There is a thing called the uterus. It sheds itself every 28 days or so, or in my case every 23 days, I’ve always been a rule breaker. That’s the anatomy part of it, I digress.

The feminist politic part is that women know how to let things go, how to let a dying thing leave the body, how to become new, how to regenerate, how to wax and wane, not unlike the moon and tides, both of which influence how you behave, I digress.

[laughter]

Women have vaginas that can speak to each other and by this I mean, when we’re with our friends, our sisters, our mothers, our menstrual cycles will actually sync the fuck up. My own cervix is mad influential, everybody I love knows how to bleed with me. Hold on to that, there’s a metaphor in it.

[applause]

Hold on to that. But when your mother carried you, the ocean in her belly is what made you buoyant, made you possible. You had it under your tongue when you burst through her skin, wet and panting from the heat of her body, the body whose machinery you now mock on social media, that body, wrapped you in everything that was miraculous about, and then sang you lullabies laced in platelets, without which you wouldn’t have no Twitter account at all motherfucker. I digress.

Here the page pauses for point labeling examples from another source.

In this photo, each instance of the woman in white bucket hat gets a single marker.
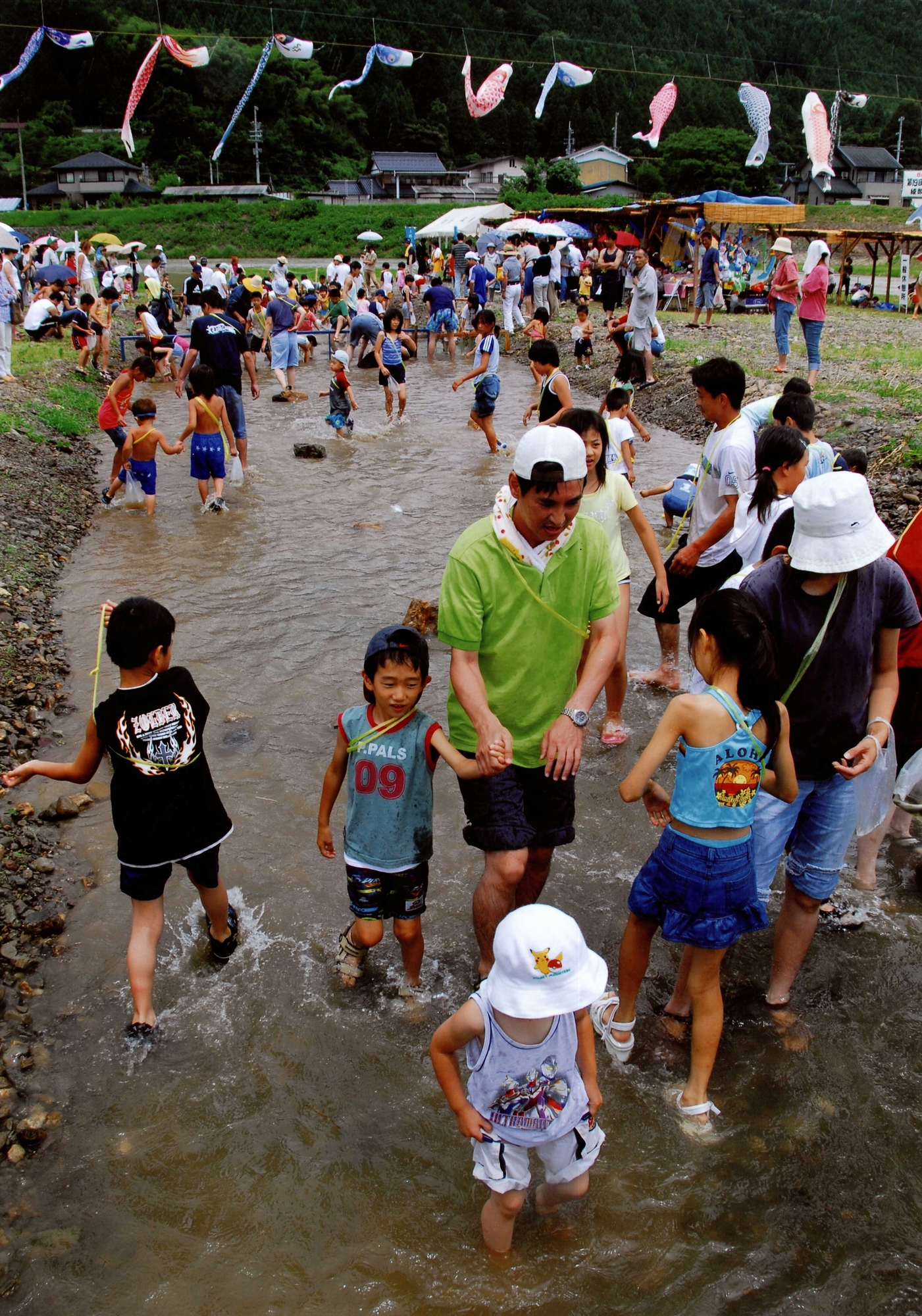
(782, 299)
(835, 607)
(531, 1052)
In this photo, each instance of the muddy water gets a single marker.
(286, 1150)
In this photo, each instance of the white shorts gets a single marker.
(503, 1167)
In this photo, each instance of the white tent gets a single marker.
(465, 220)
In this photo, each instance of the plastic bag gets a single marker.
(873, 790)
(906, 784)
(134, 492)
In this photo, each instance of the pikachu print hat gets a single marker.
(543, 967)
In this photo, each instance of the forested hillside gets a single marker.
(710, 48)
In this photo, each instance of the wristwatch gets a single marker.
(577, 717)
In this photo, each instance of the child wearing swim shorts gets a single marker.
(165, 807)
(530, 1050)
(388, 749)
(700, 884)
(207, 418)
(140, 455)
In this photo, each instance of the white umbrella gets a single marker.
(548, 231)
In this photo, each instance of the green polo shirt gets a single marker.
(528, 659)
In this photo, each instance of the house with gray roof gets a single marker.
(865, 176)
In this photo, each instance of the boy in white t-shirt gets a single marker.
(531, 1052)
(706, 556)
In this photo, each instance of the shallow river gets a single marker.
(285, 1148)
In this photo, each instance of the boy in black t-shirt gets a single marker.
(165, 807)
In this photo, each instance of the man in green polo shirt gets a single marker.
(522, 592)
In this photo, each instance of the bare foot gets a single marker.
(664, 677)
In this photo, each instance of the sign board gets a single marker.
(904, 282)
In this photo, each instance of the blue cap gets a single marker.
(397, 638)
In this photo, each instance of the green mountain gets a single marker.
(788, 48)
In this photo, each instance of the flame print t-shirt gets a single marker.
(165, 807)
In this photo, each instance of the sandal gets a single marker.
(618, 1051)
(689, 1125)
(613, 732)
(352, 968)
(224, 949)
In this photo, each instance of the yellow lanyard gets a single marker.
(367, 738)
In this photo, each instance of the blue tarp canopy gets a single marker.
(721, 198)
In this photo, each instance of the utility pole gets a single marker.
(19, 128)
(256, 138)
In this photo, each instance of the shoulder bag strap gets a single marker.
(814, 648)
(564, 622)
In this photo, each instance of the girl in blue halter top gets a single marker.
(700, 885)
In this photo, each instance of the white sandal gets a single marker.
(689, 1125)
(618, 1051)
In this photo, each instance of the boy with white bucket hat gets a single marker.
(530, 1048)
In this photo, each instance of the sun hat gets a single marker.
(835, 526)
(543, 965)
(815, 251)
(551, 444)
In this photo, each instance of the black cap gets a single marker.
(397, 638)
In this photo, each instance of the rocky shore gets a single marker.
(47, 499)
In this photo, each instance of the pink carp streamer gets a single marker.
(660, 109)
(194, 59)
(818, 139)
(490, 91)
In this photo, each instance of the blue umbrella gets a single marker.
(573, 231)
(51, 273)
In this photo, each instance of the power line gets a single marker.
(530, 63)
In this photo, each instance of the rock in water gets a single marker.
(423, 617)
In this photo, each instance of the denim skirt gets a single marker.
(700, 896)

See, it’s possible that we know the world better because of the blood that visits some of us. It interrupts our favorite white skirts and shows up at dinner parties unannounced, blood will do that, period. It will come when you are not prepared for it; blood does that, period. Blood is the biggest siren, and we understand that blood misbehaves, it does not wait for a hand signal or a welcome sign above the door. And when you deal in blood over and over again like we do, when it keeps returning to you, well, that makes you a warrior.

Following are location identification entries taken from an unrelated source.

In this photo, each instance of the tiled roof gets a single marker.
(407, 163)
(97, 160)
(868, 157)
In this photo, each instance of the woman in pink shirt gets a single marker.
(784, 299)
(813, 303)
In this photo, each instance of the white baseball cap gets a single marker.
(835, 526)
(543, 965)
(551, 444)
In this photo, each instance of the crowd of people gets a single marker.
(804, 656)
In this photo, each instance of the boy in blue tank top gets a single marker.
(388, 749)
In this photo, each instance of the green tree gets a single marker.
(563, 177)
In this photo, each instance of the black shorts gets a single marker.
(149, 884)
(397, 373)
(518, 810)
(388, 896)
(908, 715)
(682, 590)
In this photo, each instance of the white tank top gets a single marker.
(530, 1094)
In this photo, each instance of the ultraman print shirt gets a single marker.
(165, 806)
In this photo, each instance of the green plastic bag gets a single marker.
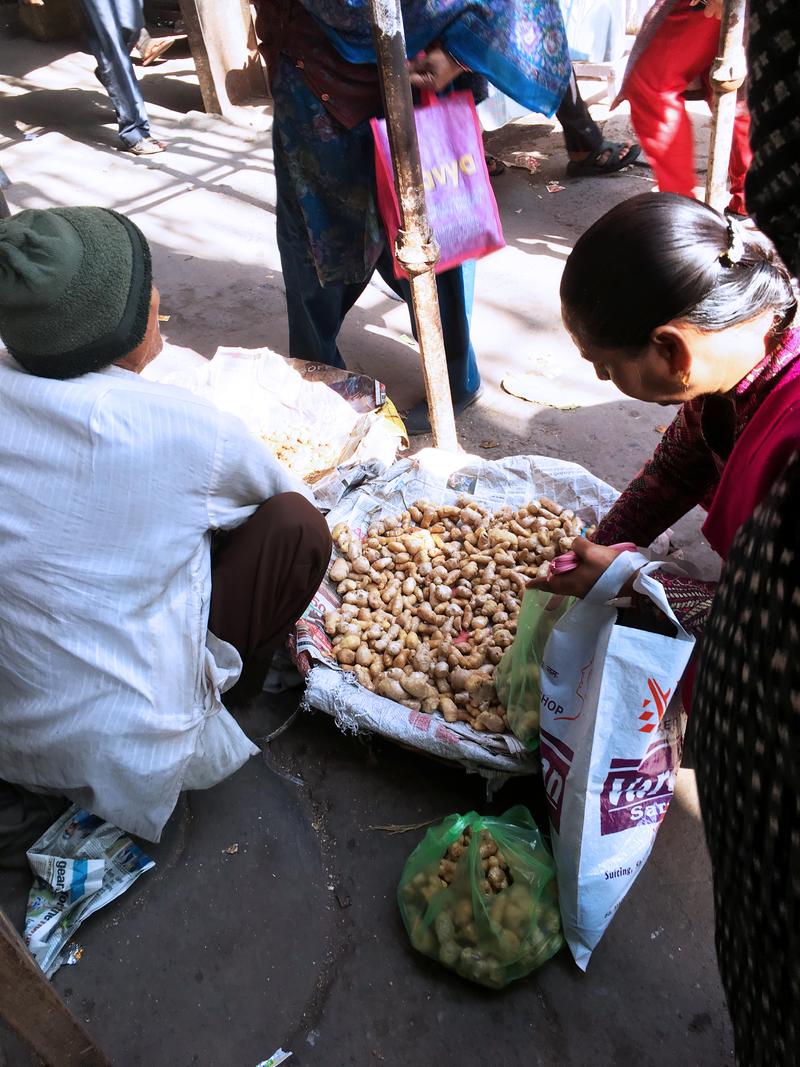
(516, 677)
(491, 928)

And while all good generals know not to discuss battle plans with the enemy, let me say this to you, dummy on Twitter, If there’s any balance in the universe at all, you’re going to be blessed with daughters. Blessed.

Etymologically, bless means to make bleed. See, now it’s a lesson in linguistics. In other words, blood speaks, that’s the message, stay with me. See, your daughters will teach you what all men must one day come to know, that women, made of moonlight magic and macabre, will make you know the blood. We’re going to get it all over the sheets and car seats, we’re going to do that. We’re going to introduce you to our insides, period and if you are as unprepared as we sometimes are, it will get all over you and leave a forever stain.

So to my daughter: Should any fool mishandle that wild geography of your body, how it rides a red running current like any good wolf or witch, well then just bleed, boo. Get that blood a biblical name, something of stone and mortar. Name it after Eve’s first rebellion in that garden, name it after the last little girl to have her genitals mutilated in Kinshasa, that was this morning. Give it as many syllables as there are unreported rape cases.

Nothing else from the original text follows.